Glutaraldehyde-fixed bovine pericardium valves are the predominantly used devices in the clinic. Proteomic analysis of explanted degeneration bioprosthetics is, therefore, a cross-species challenge, as the degenerated explants are suspected to contain proteins from both the donor species (Bos taurus) and the host species (Homo sapiens). However, in traditional bottom-up proteomic approaches, shared peptide amino acid sequences across donor versus host species render protein-level specificity a challenge. Previous bioprosthetic research has been limited by the lack of an appropriate processing workflow to consider the background proteome of the xenogenic ECM (glutaraldehyde-fixed bovine pericardium). During this fellowship, for the first time, a proteomic pipeline was developed including non-implanted BP tissues to perform species differentiation and exclude any non-implanted BP background proteins.

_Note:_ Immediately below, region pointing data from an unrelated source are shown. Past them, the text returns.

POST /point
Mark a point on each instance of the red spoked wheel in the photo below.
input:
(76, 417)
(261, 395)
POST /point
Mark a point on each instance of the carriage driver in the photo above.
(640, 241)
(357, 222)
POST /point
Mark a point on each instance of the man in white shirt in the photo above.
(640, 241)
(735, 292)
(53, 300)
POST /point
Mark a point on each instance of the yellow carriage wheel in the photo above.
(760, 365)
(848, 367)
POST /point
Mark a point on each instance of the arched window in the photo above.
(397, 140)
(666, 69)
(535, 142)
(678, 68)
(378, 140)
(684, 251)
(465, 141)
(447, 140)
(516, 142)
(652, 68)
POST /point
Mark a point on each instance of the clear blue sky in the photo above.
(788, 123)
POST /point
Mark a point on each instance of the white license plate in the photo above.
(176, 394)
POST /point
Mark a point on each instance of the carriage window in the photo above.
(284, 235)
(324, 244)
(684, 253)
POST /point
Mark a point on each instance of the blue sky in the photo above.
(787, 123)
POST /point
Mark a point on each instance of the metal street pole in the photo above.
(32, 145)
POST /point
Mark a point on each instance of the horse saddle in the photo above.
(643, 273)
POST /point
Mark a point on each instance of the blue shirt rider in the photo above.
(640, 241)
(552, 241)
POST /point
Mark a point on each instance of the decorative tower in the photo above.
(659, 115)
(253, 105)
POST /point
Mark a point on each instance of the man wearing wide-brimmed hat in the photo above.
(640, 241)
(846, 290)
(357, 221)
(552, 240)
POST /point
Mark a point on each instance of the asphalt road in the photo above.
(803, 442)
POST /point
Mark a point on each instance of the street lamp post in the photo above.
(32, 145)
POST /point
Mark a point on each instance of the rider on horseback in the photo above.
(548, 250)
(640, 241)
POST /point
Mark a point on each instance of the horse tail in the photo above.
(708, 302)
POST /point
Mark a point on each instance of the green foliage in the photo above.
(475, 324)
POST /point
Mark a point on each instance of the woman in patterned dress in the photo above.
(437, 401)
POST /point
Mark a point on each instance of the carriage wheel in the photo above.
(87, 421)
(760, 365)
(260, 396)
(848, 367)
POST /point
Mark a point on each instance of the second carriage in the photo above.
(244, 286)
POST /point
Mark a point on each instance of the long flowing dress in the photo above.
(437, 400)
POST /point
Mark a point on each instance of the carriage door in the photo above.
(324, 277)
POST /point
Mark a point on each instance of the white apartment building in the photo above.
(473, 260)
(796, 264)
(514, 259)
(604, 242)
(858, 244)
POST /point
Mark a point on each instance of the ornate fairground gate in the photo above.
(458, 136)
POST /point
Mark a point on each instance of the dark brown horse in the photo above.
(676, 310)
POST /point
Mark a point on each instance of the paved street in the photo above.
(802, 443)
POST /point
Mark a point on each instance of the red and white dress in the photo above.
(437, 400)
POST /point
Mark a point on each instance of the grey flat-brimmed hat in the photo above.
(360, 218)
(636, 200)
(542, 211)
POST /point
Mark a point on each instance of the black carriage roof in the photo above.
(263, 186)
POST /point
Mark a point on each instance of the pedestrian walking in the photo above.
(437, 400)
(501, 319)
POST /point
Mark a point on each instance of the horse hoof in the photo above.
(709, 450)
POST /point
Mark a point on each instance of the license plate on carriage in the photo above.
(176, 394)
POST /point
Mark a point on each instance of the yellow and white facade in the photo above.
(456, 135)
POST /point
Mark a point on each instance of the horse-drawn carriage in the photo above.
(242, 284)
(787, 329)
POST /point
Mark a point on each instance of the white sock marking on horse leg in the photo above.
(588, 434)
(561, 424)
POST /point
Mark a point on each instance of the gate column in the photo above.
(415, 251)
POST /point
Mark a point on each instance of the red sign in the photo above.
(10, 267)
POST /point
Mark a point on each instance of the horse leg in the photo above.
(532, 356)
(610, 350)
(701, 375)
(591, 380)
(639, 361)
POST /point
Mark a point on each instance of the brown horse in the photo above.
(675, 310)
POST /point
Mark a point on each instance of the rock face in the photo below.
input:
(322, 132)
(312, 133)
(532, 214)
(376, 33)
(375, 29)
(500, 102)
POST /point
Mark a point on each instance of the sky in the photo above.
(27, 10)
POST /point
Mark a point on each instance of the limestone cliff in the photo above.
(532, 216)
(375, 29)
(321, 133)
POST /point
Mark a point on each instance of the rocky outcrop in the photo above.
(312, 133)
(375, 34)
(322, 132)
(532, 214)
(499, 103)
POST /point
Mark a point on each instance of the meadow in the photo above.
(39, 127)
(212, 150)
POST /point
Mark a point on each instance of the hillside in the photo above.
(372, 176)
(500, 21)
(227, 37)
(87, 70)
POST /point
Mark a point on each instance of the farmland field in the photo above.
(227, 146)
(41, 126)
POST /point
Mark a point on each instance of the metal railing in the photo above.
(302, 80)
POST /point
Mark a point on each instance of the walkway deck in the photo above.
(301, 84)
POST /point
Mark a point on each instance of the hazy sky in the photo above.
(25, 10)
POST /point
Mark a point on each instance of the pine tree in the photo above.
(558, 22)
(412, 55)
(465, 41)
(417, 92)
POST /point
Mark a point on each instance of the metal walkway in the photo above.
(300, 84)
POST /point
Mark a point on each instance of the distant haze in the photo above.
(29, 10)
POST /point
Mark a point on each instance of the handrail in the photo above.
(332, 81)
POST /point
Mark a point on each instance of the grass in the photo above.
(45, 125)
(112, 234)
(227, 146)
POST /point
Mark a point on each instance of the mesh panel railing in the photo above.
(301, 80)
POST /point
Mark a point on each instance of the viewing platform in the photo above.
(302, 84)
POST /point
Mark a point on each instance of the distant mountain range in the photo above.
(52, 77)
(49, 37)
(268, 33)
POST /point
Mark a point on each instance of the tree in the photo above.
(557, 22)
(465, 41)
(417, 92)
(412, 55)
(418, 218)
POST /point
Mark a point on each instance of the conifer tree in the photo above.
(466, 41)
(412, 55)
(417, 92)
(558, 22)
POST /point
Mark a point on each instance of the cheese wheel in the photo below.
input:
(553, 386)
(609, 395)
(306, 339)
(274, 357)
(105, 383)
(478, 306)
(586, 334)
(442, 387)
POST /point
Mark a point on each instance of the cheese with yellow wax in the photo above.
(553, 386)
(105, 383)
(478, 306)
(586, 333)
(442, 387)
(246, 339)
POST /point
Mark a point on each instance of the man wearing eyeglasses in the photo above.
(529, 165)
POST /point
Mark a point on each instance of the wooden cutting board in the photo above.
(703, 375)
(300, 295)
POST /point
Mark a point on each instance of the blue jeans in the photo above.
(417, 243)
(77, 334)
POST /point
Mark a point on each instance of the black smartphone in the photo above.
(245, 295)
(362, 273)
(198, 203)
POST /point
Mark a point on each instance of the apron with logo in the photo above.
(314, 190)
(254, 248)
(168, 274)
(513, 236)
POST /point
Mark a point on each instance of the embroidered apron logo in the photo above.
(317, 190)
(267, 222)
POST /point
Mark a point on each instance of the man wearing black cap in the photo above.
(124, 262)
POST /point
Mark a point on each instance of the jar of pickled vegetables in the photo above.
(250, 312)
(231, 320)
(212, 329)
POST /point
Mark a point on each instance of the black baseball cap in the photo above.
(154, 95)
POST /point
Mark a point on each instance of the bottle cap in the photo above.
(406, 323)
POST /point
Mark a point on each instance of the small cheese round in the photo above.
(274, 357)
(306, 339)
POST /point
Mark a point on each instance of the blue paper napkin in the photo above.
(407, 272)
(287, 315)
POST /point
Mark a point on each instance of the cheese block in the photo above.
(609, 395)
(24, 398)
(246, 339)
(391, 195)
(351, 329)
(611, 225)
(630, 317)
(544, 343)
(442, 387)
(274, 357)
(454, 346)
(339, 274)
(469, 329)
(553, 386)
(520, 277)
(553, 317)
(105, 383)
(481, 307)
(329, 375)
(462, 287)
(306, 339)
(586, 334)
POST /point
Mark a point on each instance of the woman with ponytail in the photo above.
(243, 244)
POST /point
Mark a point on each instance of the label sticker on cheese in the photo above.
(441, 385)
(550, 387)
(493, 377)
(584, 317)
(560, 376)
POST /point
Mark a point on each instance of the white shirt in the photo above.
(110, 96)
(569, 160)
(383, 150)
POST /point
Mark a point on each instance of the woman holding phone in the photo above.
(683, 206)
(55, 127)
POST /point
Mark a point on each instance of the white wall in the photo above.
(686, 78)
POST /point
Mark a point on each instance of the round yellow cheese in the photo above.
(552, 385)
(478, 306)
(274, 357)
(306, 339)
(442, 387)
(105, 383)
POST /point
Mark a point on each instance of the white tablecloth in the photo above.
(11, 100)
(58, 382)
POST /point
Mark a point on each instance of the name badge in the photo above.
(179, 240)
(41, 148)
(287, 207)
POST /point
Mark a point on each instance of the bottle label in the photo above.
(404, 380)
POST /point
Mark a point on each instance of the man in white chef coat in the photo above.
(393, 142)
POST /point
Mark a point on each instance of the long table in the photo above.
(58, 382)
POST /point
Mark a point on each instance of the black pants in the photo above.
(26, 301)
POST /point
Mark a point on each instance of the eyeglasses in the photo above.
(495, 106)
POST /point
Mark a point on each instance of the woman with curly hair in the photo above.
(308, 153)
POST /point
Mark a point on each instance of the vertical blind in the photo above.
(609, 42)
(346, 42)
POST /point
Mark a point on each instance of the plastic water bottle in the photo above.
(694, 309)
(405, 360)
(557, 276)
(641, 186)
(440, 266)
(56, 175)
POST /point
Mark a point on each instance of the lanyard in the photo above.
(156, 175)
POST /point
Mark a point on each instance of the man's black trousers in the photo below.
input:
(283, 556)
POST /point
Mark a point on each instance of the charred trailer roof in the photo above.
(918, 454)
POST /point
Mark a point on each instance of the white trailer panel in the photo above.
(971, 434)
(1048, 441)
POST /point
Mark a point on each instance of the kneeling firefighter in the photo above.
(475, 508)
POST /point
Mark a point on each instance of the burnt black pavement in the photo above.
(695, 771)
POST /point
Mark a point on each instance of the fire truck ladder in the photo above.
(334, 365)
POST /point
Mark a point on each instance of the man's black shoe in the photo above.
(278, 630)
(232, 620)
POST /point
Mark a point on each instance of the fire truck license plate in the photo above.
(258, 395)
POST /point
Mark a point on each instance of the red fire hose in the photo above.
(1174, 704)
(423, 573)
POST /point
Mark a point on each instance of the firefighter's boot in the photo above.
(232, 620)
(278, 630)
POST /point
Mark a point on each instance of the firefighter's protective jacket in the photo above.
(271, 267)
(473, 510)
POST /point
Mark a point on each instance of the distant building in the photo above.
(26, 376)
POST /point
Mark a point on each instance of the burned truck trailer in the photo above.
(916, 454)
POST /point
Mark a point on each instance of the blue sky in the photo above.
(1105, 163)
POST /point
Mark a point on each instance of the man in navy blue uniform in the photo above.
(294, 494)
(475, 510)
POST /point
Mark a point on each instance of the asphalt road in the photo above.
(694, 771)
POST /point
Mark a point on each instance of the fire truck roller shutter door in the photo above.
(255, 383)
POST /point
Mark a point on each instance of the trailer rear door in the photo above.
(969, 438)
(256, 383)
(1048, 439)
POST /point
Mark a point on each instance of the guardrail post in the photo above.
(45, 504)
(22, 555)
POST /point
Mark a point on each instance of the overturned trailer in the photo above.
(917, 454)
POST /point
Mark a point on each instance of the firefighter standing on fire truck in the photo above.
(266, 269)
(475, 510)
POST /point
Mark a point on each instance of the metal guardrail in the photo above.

Previous bioprosthetic (BP) research has been limited by the disregard for the heterogeneous nature of degeneration. Guided by gross pathological features and a review of the histopathology literature, we defined for the first time subtypes of BP degeneration and then conducted label-free proteomic profiling, in comparison with well-established disease stage-associated regions of native aortic valve disease. In the histopathological analyses, different regions of calcification were identified in BP. The fellow used laser capture microdissection to microscopically isolate these different subtypes of bioprosthetic calcification for independent downstream processing and proteomic analysis. Finally, as extracellular vesicles (EVs) have been implicated in the pathogenesis of aortic stenosis and are widely appreciated as building blocks of cardiovascular calcification, an ultrastructural assessment of explanted degenerated bioprosthetic tissue was conducted, confirming the presence of EVs. Using tissue EV isolation strategies developed at CICS, EVs were isolated from degeneration BP tissue for downstream processing and proteomic analysis.
The pathogenesis of BHV degeneration likely stems from complex interactions between the biomechanical environment, host response, and leaflet matrix. During each cardiac cycle, pressure changes cause the aortic valve to open and close, inducing repeated flexural deformation, radial stresses, and shear forces on the leaflets. Although the solid biomechanics of valve tissue have been widely studied to predict fatigue and tearing, recent clinical and explanted tissue studies have observed that shear stress correlates with the incidence of degeneration and calcification. The fellow observed the acquisition of circulating inflammatory cells at the BHV blood-contacting surface. However, the role of inflammatory cells in BHV degeneration, especially in response to shear stress, remains poorly understood. Experiments were designed to determine whether differential shear patterns experienced by acquired host inflammatory cells at the BHV blood contacting surface drive bioprosthetic degeneration.